Apparently we had been reported for peering into cars and testing door handles on Mamquam road. By, “we,” I mean the two black males in hoodies--myself and Ayo. Sarah was not mentioned in this “report” at all because it took 15-20 minutes and 3 more squad cars blocking the intersection for a female officer to appear (none of the male officers could search Sarah). The first officer told us the description of the perpetrators, “a... uhhh... someone in a yellow hoodie... and uhhh... someone in a white hoodie as well.” He seemed certain of himself and who am I to question the racial sensitivities of Squamish’s RCMP. After the yellow hoodie comment I had to turn away and look at the floor to stop myself from laughing because I was very aware of the absurd normality of this situation the police created for us.

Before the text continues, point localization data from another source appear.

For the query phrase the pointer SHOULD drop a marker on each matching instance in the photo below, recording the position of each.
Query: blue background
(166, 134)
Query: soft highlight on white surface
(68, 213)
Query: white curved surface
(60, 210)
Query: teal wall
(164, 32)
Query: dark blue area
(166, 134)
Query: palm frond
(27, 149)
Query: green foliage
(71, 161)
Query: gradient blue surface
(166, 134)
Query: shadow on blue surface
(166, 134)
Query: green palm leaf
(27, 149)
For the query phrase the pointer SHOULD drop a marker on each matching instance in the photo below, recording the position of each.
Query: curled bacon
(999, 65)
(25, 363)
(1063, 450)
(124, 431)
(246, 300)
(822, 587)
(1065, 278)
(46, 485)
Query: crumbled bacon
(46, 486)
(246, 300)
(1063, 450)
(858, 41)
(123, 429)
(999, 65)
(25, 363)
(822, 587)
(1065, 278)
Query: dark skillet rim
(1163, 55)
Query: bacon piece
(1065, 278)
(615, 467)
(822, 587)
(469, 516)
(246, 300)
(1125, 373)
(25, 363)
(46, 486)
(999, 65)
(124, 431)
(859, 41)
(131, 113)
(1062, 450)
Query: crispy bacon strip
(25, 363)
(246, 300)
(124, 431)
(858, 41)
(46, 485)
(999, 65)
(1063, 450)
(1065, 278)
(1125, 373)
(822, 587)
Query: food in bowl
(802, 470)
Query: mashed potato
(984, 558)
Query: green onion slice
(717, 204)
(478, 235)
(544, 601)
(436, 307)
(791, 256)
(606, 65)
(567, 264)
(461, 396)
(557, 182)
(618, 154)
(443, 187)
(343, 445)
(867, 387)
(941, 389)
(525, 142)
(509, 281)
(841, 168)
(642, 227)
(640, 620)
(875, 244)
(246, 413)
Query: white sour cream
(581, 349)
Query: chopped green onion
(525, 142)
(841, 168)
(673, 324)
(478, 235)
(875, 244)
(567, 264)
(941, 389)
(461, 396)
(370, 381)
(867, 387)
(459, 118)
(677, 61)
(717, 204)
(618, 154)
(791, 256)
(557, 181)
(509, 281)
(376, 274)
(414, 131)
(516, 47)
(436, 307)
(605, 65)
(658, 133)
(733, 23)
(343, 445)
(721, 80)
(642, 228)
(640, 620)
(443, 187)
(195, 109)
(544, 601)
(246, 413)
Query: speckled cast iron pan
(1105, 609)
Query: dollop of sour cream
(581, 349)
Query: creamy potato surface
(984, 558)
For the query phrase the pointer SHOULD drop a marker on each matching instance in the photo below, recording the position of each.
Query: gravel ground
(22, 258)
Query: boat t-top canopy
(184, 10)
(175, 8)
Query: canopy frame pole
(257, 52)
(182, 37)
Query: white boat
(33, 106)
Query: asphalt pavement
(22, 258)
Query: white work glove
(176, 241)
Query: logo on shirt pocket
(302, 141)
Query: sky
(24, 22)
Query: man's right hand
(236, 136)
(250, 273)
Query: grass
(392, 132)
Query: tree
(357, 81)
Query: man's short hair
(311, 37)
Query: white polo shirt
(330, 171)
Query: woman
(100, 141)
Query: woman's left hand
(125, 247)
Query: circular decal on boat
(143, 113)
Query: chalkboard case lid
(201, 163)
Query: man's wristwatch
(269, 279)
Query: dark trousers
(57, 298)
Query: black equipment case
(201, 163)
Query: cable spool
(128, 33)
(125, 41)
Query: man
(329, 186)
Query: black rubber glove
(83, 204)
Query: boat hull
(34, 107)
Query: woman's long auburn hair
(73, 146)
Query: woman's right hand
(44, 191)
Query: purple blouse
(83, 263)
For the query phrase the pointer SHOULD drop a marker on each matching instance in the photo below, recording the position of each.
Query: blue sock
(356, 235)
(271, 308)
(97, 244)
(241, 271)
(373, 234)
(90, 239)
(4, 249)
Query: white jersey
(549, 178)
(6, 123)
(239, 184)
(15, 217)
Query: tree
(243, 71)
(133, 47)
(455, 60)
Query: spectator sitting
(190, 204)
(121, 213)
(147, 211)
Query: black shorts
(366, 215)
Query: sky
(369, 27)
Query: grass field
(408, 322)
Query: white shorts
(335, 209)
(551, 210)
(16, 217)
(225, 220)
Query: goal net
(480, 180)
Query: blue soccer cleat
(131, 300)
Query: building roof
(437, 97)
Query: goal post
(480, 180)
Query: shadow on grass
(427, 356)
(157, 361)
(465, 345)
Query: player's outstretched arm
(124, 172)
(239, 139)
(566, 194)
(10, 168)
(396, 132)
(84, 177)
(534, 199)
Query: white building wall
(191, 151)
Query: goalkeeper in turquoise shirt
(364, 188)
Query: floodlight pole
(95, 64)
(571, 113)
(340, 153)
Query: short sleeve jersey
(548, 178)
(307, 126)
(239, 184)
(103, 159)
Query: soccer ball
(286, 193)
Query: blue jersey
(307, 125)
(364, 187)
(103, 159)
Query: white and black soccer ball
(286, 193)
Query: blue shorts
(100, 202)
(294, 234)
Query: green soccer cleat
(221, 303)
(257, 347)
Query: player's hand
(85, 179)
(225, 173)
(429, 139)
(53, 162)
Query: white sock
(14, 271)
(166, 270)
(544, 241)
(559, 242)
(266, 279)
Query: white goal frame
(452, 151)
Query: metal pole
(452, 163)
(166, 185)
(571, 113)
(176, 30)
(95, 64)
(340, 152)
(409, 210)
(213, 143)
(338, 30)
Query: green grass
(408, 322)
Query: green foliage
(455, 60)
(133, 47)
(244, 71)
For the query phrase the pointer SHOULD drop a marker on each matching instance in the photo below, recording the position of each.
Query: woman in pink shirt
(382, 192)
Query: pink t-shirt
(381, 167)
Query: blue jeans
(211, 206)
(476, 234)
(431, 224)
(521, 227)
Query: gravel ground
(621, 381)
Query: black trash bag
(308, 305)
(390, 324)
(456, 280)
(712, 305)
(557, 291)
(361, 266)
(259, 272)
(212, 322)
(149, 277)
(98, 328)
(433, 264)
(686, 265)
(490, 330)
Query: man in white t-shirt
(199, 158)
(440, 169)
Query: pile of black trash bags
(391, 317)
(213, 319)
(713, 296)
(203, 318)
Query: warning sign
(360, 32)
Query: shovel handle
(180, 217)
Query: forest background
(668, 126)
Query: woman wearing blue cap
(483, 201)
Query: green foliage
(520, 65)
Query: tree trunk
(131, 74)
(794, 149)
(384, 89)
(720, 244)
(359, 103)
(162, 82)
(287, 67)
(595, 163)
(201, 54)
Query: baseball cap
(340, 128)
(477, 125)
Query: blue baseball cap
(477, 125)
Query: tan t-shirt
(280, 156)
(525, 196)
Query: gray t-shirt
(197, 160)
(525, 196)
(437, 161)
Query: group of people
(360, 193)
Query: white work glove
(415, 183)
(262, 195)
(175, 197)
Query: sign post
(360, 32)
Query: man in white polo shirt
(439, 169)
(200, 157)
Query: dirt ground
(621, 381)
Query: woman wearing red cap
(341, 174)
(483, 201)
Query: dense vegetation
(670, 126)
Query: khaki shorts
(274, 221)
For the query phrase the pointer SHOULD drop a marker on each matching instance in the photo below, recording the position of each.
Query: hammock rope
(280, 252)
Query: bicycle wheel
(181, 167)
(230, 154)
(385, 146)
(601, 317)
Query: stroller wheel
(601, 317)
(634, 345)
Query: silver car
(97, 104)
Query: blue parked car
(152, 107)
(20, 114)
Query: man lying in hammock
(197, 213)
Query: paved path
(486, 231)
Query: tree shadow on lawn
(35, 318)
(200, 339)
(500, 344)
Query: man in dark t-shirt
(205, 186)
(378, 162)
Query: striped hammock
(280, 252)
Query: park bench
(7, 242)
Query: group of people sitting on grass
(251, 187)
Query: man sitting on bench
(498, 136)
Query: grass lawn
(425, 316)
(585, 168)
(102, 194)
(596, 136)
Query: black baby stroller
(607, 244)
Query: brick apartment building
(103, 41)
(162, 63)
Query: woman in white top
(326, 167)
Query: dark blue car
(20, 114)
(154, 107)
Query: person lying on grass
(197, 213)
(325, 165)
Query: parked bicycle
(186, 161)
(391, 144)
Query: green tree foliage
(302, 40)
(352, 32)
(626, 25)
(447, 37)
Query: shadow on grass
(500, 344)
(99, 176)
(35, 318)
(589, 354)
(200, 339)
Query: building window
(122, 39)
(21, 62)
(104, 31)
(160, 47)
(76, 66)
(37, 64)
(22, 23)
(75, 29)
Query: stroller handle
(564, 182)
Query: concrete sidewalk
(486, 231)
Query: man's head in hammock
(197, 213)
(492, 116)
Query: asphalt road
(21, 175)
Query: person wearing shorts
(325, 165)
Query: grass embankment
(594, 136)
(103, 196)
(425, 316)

Mr. Man had gotten to my ID. The two officers shared a look.
“Oh you’re from here?”
“Yep,” I replied with an annoyed and dismissive tone while adjusting my focus to his face.
You could hear the gears clicking in his head as he came to realize that not only was my address in Squamish, it was in that part of town. The part with the rich white people. Needless to say, they wrapped things up quickly from there and the 4 Enforcers sped off in the direction of my house. If only I could see them lift off the throttle to cruise past the largest, newest house on the block. I only got to feel smug for a few minutes before succumbing to a waterfall of tears.
What makes me cry in these situations is never my dealings with the police. In the moment, most of these experiences are tedious and even routine. It‘s the aftermath that hurts the most. This time it was the terrifying realization that my night could and likely would have ended dramatically worse had I been the one with a UVic ID. Us being university students was irrelevant to the cop, it was the house my father had purchased that spared me. Up until he saw my address, we fit the profile perfectly, not for any particular crime but for anything he felt like. I didn‘t even realize until weeks later that the mythical report placed us on a road we never walked.
There is a lingering feeling of inevitability to state sanctioned violence against Black people. I mean that on a very personal level. Every interaction with law enforcement is in some way coloured by the feeling that maybe today is my turn to be harassed or worse. I say that as a black man in the best possible position to avoid this particular brand of anti-black posturing.
I have a white name from my white dad. All the perks that having money apply to me yet that fear persists because I’ve had the first hand experiences with cops suspicious of my skin colour to reinforce that distress.
Many of you non-black people--and I do mean POCs as well--yelling “fuck the pigs” and throwing middle fingers up at squad cars do not have those immediate experiences to really back your actions. When I see all these stories and reposts from non-blacks, I see a handful of genuine people being drowned out by the sea of political hobbyists reciting buzz words they picked up from Instagram news. Really consider if you know enough about anti-black racism to be “raising awareness.” Before you talk to anyone or post anything about the issues plaguing black communities fact check yourself then go back and read some more.
To those of you spouting communist / socialist rhetoric, one of the most important components of far left political philosophy is an educated proletariat so make sure you educate yourself.
Ask yourselves if your political philosophies hold space for the complexities unique to the Black experience.
Ask yourselves if your support extends into the next news cycles. Ask yourselves if you know the resolutions of the last wave of high profile police sponsored murders.
Ask yourselves if you thought that this had stopped because you had stopped seeing it.